Uma vez decidido que a Alemanha será cabeça-de-chave na Copa do Mundo de 2002, os representantes do futebol nacional encaram como secundária a definição de seus adversários no mundial do Japão e Coréia do Sul. De olho na promoção da Copa de 2006, a delegação alemã em Pusan está mais preocupada em observar a organização da cerimônia de sorteio.

Dos quatro membros do Comitê Organizador da Copa da Alemanha, somente seu presidente, Franz Beckenbauer, não estará presente ao evento no sábado. Após a confirmação da Alemanha como cabeça-de-chave, o Kaiser voltou a Munique, para receber as propostas de projeto arquitetônico para o novo estádio da capital da Baviera, que provavelmente sediará a partida de abertura do mundial de 2006.

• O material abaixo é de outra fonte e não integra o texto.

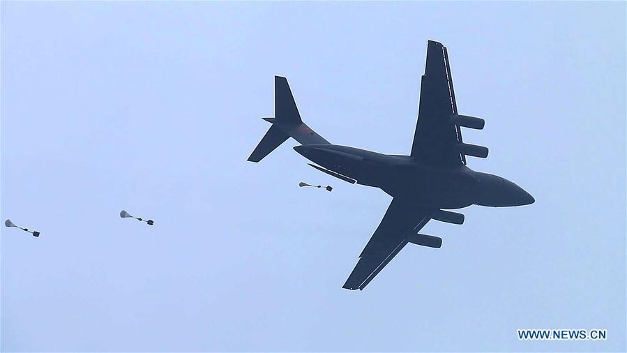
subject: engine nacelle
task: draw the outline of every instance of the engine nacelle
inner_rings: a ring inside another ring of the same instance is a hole
[[[481,130],[485,126],[485,121],[483,119],[469,117],[468,115],[452,114],[451,116],[451,121],[460,126],[476,130]]]
[[[454,225],[464,224],[464,215],[457,212],[439,209],[433,213],[431,218],[440,222],[453,223]]]
[[[472,156],[480,158],[488,157],[488,147],[477,146],[476,144],[457,144],[455,149],[462,154]]]
[[[442,239],[433,236],[432,235],[409,234],[407,236],[407,241],[412,244],[428,246],[429,248],[439,248],[442,246]]]

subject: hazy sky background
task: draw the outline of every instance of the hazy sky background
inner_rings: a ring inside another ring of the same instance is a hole
[[[626,3],[1,3],[3,351],[626,350]],[[428,39],[469,167],[531,206],[424,228],[342,289],[391,197],[246,161],[273,75],[333,143],[408,154]],[[333,193],[299,188],[331,184]],[[125,209],[155,220],[121,219]],[[517,329],[607,329],[519,341]]]

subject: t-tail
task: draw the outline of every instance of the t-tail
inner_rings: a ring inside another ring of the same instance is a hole
[[[274,117],[262,119],[271,123],[272,126],[250,153],[250,162],[264,159],[290,137],[301,144],[329,143],[301,119],[285,77],[274,77]]]

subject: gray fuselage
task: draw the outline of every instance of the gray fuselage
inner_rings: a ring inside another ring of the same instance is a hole
[[[326,144],[296,146],[294,149],[315,163],[356,180],[357,183],[379,188],[407,202],[454,209],[471,204],[504,207],[535,202],[515,183],[497,175],[475,172],[461,162],[453,167],[434,166],[409,156]]]

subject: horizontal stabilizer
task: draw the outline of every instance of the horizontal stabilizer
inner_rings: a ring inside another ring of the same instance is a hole
[[[255,148],[255,151],[250,153],[248,160],[250,162],[259,162],[289,138],[289,135],[281,131],[281,129],[275,125],[273,125],[268,130],[268,132],[266,133],[266,135],[264,135],[264,138],[257,145],[257,147]]]
[[[328,174],[328,175],[331,175],[333,176],[338,178],[338,179],[343,180],[343,181],[350,183],[352,184],[354,184],[357,182],[356,180],[352,179],[352,178],[349,178],[348,176],[345,176],[342,175],[341,174],[338,174],[335,172],[331,172],[331,170],[324,169],[322,167],[318,167],[317,165],[313,165],[311,163],[307,163],[307,164],[308,164],[309,165],[311,165],[314,168],[316,168],[317,170],[319,170],[320,172],[324,172],[325,173]],[[329,190],[329,191],[331,191],[331,190]]]
[[[407,236],[407,241],[412,244],[421,245],[429,248],[439,248],[442,246],[442,239],[427,234],[409,234]]]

"Pode-se aprender algo em qualquer lugar. Já tomei conhecimento de coisas muito interessantes e as anotei", revela Fedor Radmann, um dos membros do comitê alemão, que participou de um simpósio de marketing em Pusan.

O local onde será o sorteio dos grupos da Copa de 2006 ainda não está definido, mas o das Eliminatórias já tem lugar certo: o centro de convenções da Feira de Frankfurt, no fim de 2003 ou início de 2004. Também falta decidir a instalação do centro de imprensa. Munique é tida como favorita para sediá-lo, mas Berlim, Düsseldorf, Leipzig e Frankfurt igualmente se candidataram.

Um dos homens mais importantes do comitê organizador é Horst Schmidt. O secretário-geral da Federação Alemã de Futebol (DFB) acumula quase três décadas de experiência no planejamento e realização de grandes eventos esportivos. Schmidt colecionou seus primeiros méritos na Olimpíada de 1972, em Munique. Seu know-how é apreciado também pela Fifa, tanto que o alemão integra várias comissões da federação internacional.

Uma das preocupações da delegação alemã recai sobre as medidas de segurança tomadas para a Copa do Japão e da Coréia do Sul. Desde os atentados de 11 de setembro, a ameaça de badernas causadas por hooligans caiu para segundo plano na lista de prioridades. Evitar atos terroristas durante a competição tornou-se meta número um.